- Born: Maria Ludovica Parolini 18 September 1931 Cremona, Italy
- Died: 21 April 2012 (aged 80) Castell’Arquato, Italy
- Occupations: Photographer, screenwriter
- Years active: 1957–1992
- Spouse: Jacques Rivette (divorced)

= Marilù Parolini =

Italian photographer and screenwriter

Maria Ludovica (Marilù) Parolini (1931–2012) was an Italian photographer and screenwriter.
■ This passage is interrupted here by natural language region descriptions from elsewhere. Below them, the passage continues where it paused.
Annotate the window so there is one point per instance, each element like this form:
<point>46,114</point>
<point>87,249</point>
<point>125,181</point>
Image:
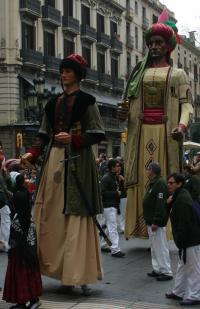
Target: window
<point>100,23</point>
<point>86,53</point>
<point>69,47</point>
<point>85,14</point>
<point>114,68</point>
<point>49,44</point>
<point>136,7</point>
<point>101,62</point>
<point>68,8</point>
<point>28,36</point>
<point>154,19</point>
<point>113,28</point>
<point>50,3</point>
<point>136,37</point>
<point>143,14</point>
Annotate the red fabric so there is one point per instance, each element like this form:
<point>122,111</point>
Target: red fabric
<point>153,115</point>
<point>22,283</point>
<point>36,149</point>
<point>182,126</point>
<point>77,141</point>
<point>79,59</point>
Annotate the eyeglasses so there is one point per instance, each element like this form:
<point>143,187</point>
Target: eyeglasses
<point>171,182</point>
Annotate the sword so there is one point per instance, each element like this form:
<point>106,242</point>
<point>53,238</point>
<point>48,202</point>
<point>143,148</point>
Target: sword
<point>84,197</point>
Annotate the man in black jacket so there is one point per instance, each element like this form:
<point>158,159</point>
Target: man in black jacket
<point>186,233</point>
<point>155,216</point>
<point>111,199</point>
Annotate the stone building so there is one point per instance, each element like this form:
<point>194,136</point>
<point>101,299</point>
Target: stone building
<point>35,35</point>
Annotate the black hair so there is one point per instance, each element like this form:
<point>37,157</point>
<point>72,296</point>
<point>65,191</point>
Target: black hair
<point>112,163</point>
<point>178,177</point>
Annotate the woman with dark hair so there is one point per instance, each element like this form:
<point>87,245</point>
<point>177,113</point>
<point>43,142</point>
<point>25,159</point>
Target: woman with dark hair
<point>23,280</point>
<point>186,234</point>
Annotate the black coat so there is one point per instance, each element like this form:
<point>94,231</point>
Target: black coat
<point>184,220</point>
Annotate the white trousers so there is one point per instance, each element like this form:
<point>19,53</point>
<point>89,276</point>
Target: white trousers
<point>159,251</point>
<point>110,215</point>
<point>121,217</point>
<point>187,280</point>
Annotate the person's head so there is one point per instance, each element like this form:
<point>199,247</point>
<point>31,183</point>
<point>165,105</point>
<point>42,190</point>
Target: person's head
<point>20,180</point>
<point>153,170</point>
<point>114,166</point>
<point>175,182</point>
<point>72,70</point>
<point>187,169</point>
<point>161,41</point>
<point>198,157</point>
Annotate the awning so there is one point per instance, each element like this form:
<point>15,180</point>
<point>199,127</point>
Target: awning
<point>191,145</point>
<point>53,86</point>
<point>28,79</point>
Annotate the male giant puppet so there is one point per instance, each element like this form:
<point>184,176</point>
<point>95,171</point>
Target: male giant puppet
<point>159,110</point>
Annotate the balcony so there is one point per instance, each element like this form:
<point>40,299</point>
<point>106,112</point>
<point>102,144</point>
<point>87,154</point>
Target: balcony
<point>130,42</point>
<point>105,80</point>
<point>51,16</point>
<point>129,14</point>
<point>30,7</point>
<point>116,46</point>
<point>145,23</point>
<point>31,57</point>
<point>88,33</point>
<point>118,84</point>
<point>52,63</point>
<point>103,40</point>
<point>92,76</point>
<point>70,24</point>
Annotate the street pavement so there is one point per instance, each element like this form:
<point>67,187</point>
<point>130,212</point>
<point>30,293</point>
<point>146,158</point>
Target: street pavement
<point>125,284</point>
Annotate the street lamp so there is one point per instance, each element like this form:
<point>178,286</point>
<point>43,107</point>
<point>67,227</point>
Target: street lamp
<point>39,83</point>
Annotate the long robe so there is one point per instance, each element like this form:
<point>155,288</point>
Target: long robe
<point>153,142</point>
<point>68,243</point>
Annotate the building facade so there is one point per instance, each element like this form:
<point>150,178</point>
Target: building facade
<point>35,35</point>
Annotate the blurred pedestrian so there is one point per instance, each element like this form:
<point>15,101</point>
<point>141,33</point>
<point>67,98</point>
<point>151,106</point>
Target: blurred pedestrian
<point>111,200</point>
<point>156,216</point>
<point>186,234</point>
<point>23,284</point>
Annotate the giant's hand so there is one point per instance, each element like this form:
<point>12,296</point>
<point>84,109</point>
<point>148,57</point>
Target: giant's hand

Parolini moved to Paris in 1957 and worked as a secretary at Cahiers du cinéma from 1960 to 1962. There she met members of the French New Wave and worked as a set photographer for Jean-Luc Godard, François Truffaut, Jacques Rivette and Agnès Varda, taking some of the most iconic photographs of the New Wave. During this period, she appeared in Jean Rouch and Edgar Morin's cinéma vérité documentary Chronique d'un été (1961).

She later returned to Italy and worked with Pier Paolo Pasolini and Bernardo Bertolucci, with whom she also collaborated as a screenwriter. She also worked with directors Jean-Marie Straub and Danièle Huillet. She was married to Rivette and collaborated on his improvisational scripts on several films, including L'amour fou (1969), Duelle and Noroît (both 1976). They later divorced but maintained their professional relationship.

Parolini was the subject of the documentary L'amica delle rondini (Friend of the Swallows, 2009).